One of the first questions usually asked when news like this surfaces is who is responsible? Who is in charge of overseeing work performed by this lab, and if this has been going on for years, why wasn’t this noticed earlier? “Oversight groups” here in the United States, such as ASCLD/LAB, allegedly conduct periodic reviews of member laboratories. But with hundreds of member laboratories, resources are stretched thin. On-site reviews are said to be infrequent (once every five years), and rudimentary (data for review is picked out by the lab). This is a ripe scenario for missing serious issues like those in the Denver laboratory.

However, the prosecution has constant contact with the laboratory employees, and is more familiar with the workings of the laboratory. In DUI cases, witnesses for the State include police officers as well as laboratory analysts who tested the samples. Even further, it’s the State’s responsibility to investigate the evidence and work they will be introducing to court to make sure there are no serious issues that the Defense needs to be aware of. A defendant has the Constitutional right to know about exculpatory evidence (evidence favorable to the defense in a criminal case which clears or tends to mitigate guilt). Because the burden of proof is on the State, it’s the State’s responsibility to uncover this information and disclose it.

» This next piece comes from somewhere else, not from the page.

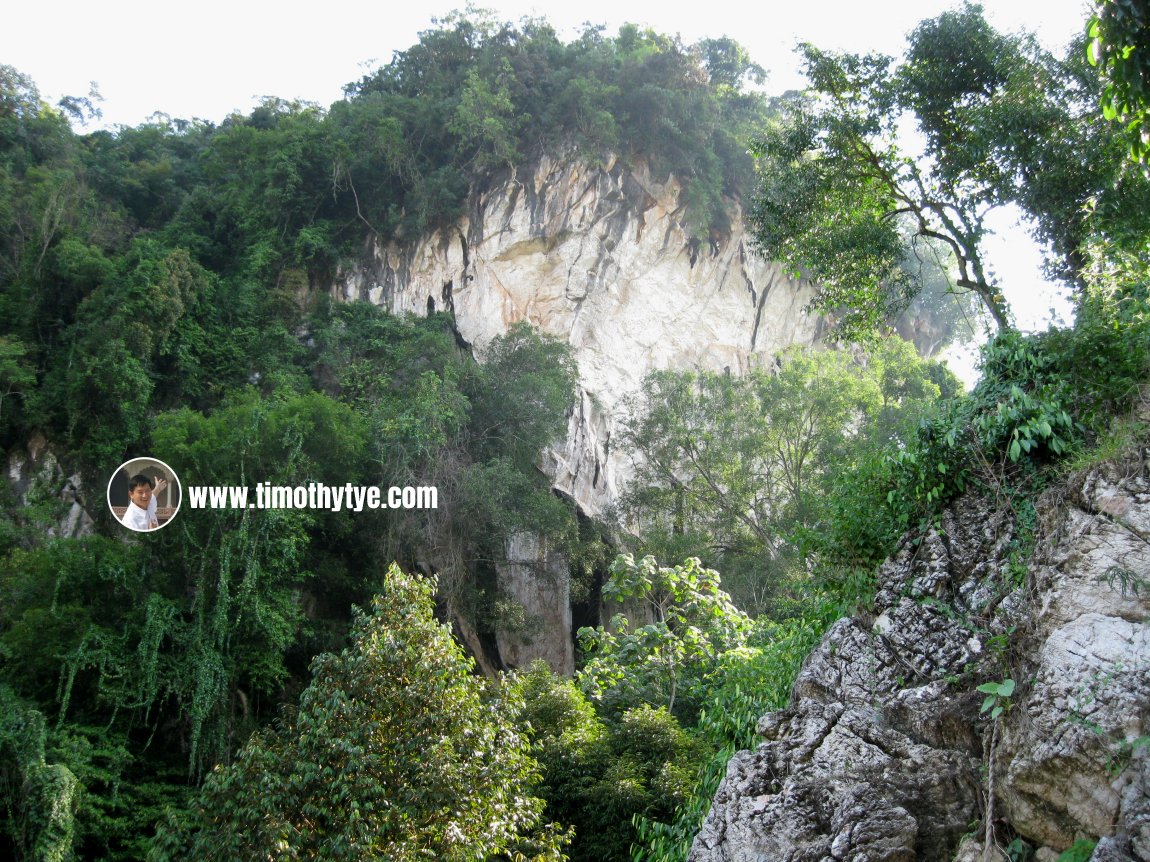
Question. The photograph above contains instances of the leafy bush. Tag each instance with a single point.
(397, 751)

In the report released about the Denver laboratory, the article quotes lead defense attorney investigating the matter: “The D.A.’s may have known there’s been a problem with state lab and still sat on it. They’ve possibly blocked these disclosures and violated their responsibility by sitting on this information knowing it’s been affecting cases. They are constitutionally required to disclose this and we’ve had months of convictions and defendants taking pleas possibly without evidence being disclosed that could have freed them.” This requirement is set by the United States Supreme Court case of Kyles v. Whitley, 514 U.S. 419 (1995).

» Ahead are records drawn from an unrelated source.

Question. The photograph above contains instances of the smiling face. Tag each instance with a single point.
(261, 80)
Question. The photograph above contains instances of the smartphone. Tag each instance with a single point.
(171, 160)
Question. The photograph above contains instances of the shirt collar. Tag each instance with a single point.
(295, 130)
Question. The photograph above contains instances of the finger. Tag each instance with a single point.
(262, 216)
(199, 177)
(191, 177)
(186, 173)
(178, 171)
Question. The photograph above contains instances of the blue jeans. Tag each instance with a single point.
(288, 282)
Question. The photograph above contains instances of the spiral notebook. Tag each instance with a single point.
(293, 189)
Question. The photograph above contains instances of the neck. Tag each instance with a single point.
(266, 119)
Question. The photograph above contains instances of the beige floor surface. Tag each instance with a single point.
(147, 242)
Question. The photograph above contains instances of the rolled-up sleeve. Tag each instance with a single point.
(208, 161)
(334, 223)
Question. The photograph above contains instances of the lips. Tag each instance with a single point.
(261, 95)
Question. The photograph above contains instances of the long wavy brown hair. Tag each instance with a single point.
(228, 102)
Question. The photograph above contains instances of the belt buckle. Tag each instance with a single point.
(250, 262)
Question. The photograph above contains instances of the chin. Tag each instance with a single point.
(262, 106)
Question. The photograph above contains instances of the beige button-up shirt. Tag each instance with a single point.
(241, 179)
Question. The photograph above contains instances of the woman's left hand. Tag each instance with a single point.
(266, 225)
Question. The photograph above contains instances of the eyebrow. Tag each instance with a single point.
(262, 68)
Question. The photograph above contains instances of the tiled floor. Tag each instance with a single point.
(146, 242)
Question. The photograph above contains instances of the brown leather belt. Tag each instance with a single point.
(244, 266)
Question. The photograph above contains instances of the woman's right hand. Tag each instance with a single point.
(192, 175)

The prosecutor has a responsibility to learn about and disclose certain exculpatory information to the defense. A defendant has a right to know about serious testing or analytical issues, or faulty laboratory work that could affect the results in their case. The Sixth Amendment grants the right to cross-examine opposing witnesses, and this information can be used to conduct a meaningful cross-examination. Even when laboratory problems aren’t readily disclosed, it is still the prosecutor’s responsibility to communicate with the lab, and to be aware of what’s going on there. This is common practice in jurisdictions, and follows the Constitutional guidelines.

Amazingly, these basic practices aren’t happening in Denver or here locally. Prosecutors are not asking the “right” questions about what’s going on in the crime laboratory. Anything happening outside of a daily batch of tests, no matter how catastrophic, is considered irrelevant. Even when evidence of catastrophic problems and serious problems comes out elsewhere, prosecutors call it irrelevant. But results (such as a machine that switches vial information, stops mid-test, and drops information from results) cannot be relied on to produce good results. Science demands both accuracy and reliability: error-prone equipment should not be used to convict defendants. But without a knowledgeable attorney to ask the right questions and demand relevant documentation to uncover the truth, issues might go undiscovered and defendants may be illegally denied their Constitutional rights.